Expression for finding the percentile of a data value: \(\left(\frac{x+0.5 y}{n}\right)(100)\)
where \(x\) = the number of values counting from the bottom of the data list up to but not including the data value for which you want to find the percentile,
\(y\) = the number of data values equal to the data value for which you want to find the percentile,
\(n\) = total number of data
2.3 Measures of the Center of the Data
\(\mu=\frac{\sum f m}{\sum f}\) Where \(f\) = interval frequencies and \(m\) = interval midpoints.
The arithmetic mean for a sample (denoted by \(\overline{x}\)) is \(\overline{x}=\frac{\text { Sum of all values in the sample }}{\text { Number of values in the sample }}\)
The arithmetic mean for a population (denoted by μ) is \({\mu}=\frac{\text { Sum of all values in the population }}{\text { Number of values in the population }}\)
2.7 Measures of the Spread of the Data
\(s_{x}=\sqrt{\frac{\sum f m^{2}}{n}-\overline{x}^{2}} \text { where } \) \(\begin{array}{l}{s_{x}=\text { sample standard deviation }} \\ {\overline{x}=\text { sample mean }}\end{array}\)
Formulas for Sample Standard Deviation \(s=\sqrt{\frac{\Sigma({x}_i-\overline{x})^{2}}{n-1}} \text { or } s=\sqrt{\frac{\Sigma {f}_i({x}_i - \overline{x})^{2}}{n-1}} \)

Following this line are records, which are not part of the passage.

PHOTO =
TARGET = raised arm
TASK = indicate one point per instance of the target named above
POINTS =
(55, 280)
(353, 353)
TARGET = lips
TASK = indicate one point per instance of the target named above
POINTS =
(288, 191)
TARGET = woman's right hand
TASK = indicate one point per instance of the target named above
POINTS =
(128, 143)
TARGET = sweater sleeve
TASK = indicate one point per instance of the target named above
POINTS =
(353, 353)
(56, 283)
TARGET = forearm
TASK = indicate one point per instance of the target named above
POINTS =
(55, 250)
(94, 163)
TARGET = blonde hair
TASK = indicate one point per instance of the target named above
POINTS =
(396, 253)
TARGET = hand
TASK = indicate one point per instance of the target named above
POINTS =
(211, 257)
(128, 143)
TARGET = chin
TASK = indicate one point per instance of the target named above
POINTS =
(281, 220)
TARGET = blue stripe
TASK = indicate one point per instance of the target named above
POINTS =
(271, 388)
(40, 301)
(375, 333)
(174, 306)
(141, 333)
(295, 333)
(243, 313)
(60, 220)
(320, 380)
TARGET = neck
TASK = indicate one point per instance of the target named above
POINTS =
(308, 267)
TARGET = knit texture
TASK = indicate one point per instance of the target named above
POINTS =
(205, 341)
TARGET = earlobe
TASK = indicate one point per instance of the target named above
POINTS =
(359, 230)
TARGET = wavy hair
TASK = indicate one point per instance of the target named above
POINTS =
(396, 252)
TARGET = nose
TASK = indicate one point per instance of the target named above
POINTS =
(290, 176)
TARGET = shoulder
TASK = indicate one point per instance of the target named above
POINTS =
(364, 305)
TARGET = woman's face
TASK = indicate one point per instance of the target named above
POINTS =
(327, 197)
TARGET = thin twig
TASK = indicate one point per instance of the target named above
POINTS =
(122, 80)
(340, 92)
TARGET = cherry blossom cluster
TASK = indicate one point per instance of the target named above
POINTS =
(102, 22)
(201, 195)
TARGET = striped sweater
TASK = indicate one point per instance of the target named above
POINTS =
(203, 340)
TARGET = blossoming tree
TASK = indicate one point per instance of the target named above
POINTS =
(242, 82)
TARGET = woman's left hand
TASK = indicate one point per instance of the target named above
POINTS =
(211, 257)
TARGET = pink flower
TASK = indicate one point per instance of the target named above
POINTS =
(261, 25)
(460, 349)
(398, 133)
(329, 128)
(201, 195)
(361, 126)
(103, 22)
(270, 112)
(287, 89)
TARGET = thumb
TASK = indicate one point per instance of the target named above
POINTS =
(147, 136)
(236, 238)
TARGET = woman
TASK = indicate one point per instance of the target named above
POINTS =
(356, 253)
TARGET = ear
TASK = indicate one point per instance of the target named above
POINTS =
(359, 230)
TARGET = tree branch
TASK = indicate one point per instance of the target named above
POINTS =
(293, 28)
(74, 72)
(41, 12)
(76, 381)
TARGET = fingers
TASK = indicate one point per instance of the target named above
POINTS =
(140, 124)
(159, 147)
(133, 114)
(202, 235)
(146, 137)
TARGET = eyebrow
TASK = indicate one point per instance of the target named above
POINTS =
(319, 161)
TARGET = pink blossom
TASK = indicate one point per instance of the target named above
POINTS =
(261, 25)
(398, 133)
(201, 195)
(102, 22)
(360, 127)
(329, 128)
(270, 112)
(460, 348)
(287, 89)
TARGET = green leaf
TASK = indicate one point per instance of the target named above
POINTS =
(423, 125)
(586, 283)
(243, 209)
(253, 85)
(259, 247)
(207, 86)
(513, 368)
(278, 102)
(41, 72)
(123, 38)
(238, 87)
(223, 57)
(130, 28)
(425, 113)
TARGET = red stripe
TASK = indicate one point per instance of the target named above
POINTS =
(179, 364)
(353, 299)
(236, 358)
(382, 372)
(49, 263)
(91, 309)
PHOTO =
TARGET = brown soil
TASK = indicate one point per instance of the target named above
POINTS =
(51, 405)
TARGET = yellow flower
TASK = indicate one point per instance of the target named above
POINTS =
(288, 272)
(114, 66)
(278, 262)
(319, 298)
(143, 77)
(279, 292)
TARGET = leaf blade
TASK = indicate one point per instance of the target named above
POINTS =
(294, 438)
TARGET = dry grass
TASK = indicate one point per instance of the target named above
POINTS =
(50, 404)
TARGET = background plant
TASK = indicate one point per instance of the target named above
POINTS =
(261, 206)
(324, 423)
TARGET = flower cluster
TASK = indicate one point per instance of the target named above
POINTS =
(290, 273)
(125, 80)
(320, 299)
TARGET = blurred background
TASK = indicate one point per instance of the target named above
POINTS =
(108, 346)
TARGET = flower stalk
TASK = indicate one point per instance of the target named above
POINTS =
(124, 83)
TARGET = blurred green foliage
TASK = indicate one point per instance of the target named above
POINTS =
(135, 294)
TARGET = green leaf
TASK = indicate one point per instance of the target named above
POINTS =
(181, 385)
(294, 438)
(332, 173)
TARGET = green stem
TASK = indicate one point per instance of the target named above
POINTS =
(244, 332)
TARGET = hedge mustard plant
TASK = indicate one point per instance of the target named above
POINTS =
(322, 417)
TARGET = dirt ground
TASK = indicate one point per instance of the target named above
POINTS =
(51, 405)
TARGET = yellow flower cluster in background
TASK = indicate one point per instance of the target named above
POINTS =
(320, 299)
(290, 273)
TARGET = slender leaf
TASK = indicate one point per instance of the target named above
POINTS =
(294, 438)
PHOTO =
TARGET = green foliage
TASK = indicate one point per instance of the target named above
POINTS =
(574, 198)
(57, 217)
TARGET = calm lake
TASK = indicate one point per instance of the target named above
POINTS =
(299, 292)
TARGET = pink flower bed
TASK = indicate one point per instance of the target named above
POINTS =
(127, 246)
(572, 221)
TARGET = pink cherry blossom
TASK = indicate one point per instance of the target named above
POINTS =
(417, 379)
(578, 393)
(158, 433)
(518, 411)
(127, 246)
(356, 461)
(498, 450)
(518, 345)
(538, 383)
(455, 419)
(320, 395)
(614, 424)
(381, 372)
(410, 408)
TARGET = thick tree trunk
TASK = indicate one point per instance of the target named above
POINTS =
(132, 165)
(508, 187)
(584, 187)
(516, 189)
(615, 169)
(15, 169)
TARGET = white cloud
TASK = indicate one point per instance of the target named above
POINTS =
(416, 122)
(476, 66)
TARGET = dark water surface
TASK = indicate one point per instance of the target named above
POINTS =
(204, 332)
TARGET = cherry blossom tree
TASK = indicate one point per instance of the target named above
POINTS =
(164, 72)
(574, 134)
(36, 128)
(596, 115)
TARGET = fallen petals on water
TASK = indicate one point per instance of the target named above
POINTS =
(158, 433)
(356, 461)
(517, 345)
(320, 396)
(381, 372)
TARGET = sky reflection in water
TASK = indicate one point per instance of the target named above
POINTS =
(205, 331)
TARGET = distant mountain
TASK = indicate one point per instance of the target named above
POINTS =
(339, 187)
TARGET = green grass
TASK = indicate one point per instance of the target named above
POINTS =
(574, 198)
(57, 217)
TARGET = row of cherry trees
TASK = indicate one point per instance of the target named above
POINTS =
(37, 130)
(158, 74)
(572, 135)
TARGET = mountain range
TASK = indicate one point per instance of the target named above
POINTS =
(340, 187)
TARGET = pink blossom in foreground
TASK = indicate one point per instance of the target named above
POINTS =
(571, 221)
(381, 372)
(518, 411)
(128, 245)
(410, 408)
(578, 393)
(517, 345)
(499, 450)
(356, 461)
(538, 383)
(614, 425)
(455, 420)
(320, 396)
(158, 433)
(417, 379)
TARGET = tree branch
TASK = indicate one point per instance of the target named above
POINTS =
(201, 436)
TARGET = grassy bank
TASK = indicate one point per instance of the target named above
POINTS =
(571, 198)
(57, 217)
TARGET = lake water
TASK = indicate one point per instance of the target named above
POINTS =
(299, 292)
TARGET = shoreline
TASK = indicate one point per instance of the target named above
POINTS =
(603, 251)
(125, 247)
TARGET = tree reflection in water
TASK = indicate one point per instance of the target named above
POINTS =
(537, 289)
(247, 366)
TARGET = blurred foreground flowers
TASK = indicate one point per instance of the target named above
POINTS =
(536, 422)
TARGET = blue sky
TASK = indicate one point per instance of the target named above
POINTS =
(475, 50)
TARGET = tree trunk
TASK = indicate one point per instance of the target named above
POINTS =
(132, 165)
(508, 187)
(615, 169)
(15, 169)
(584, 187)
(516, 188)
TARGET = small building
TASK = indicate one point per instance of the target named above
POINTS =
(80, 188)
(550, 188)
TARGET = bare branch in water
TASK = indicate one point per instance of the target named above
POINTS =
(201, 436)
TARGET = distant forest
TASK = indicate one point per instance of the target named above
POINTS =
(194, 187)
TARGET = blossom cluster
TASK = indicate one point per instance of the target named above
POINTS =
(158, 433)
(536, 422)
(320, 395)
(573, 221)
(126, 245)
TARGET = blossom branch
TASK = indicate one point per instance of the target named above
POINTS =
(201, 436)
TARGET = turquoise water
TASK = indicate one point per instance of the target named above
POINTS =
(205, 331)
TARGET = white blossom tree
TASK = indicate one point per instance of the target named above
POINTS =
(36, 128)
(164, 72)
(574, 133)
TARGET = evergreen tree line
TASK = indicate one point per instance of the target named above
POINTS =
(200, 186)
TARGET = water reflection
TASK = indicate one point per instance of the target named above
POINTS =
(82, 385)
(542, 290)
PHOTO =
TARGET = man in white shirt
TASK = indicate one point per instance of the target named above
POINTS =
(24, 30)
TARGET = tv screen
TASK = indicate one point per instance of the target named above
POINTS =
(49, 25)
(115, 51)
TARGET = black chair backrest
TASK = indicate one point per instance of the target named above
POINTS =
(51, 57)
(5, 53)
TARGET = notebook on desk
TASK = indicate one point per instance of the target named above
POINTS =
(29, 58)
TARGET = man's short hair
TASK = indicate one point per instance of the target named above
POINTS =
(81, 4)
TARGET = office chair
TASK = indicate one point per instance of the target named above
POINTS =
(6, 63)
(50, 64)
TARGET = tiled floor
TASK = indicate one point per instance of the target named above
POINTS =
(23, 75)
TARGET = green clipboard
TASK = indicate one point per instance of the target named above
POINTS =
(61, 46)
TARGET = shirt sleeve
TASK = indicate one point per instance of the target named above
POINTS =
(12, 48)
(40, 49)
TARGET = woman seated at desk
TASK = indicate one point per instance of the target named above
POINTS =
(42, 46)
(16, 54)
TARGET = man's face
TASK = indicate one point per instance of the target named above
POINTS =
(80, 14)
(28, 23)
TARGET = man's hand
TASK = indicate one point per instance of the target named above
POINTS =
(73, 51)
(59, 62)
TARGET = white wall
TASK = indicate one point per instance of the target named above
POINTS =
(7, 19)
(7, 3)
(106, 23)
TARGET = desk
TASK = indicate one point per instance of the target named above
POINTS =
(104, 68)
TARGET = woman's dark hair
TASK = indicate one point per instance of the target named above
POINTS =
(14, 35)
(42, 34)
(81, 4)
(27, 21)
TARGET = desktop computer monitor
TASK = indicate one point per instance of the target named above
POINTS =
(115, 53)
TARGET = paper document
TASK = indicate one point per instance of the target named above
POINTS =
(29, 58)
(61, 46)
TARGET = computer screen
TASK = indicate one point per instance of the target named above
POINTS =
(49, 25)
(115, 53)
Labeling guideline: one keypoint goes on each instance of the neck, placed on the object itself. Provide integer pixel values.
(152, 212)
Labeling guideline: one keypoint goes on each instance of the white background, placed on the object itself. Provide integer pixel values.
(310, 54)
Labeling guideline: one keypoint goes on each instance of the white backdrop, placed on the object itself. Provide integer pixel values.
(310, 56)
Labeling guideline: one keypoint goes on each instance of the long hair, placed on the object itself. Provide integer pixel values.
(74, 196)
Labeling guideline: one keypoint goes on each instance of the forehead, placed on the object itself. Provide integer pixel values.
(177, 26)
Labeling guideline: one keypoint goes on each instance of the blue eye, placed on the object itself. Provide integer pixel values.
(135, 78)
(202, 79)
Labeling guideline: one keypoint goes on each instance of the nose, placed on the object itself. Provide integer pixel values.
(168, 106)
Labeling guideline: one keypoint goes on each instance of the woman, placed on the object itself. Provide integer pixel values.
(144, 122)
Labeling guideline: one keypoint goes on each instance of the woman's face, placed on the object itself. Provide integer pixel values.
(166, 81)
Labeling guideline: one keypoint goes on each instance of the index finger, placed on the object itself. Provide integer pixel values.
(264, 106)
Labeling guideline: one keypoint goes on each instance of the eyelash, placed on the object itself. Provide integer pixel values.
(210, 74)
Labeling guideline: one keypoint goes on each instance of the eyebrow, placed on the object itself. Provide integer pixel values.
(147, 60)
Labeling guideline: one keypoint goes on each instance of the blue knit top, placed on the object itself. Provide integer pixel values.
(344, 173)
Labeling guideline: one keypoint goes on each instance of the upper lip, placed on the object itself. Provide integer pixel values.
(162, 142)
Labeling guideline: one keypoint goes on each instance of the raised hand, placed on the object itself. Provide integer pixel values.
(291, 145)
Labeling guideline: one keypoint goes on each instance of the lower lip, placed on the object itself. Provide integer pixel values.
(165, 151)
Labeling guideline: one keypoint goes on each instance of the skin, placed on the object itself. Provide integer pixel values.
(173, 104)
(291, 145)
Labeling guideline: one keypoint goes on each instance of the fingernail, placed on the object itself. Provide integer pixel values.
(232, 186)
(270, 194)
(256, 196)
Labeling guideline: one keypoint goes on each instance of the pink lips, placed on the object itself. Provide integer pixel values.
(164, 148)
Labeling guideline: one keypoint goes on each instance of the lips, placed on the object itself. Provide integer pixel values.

For the sample standard deviation, the denominator is n - 1, that is the sample size - 1.
Formulas for Population Standard Deviation \({\sigma}=\sqrt{\frac{\Sigma({x}_i - \mu)^{2}}{N}} \text { or } \sigma=\sqrt{\frac{\Sigma {f}_i({x}_i - \mu)^{2}}{N}} \)
For the population standard deviation, the denominator is N, the number of items in the population.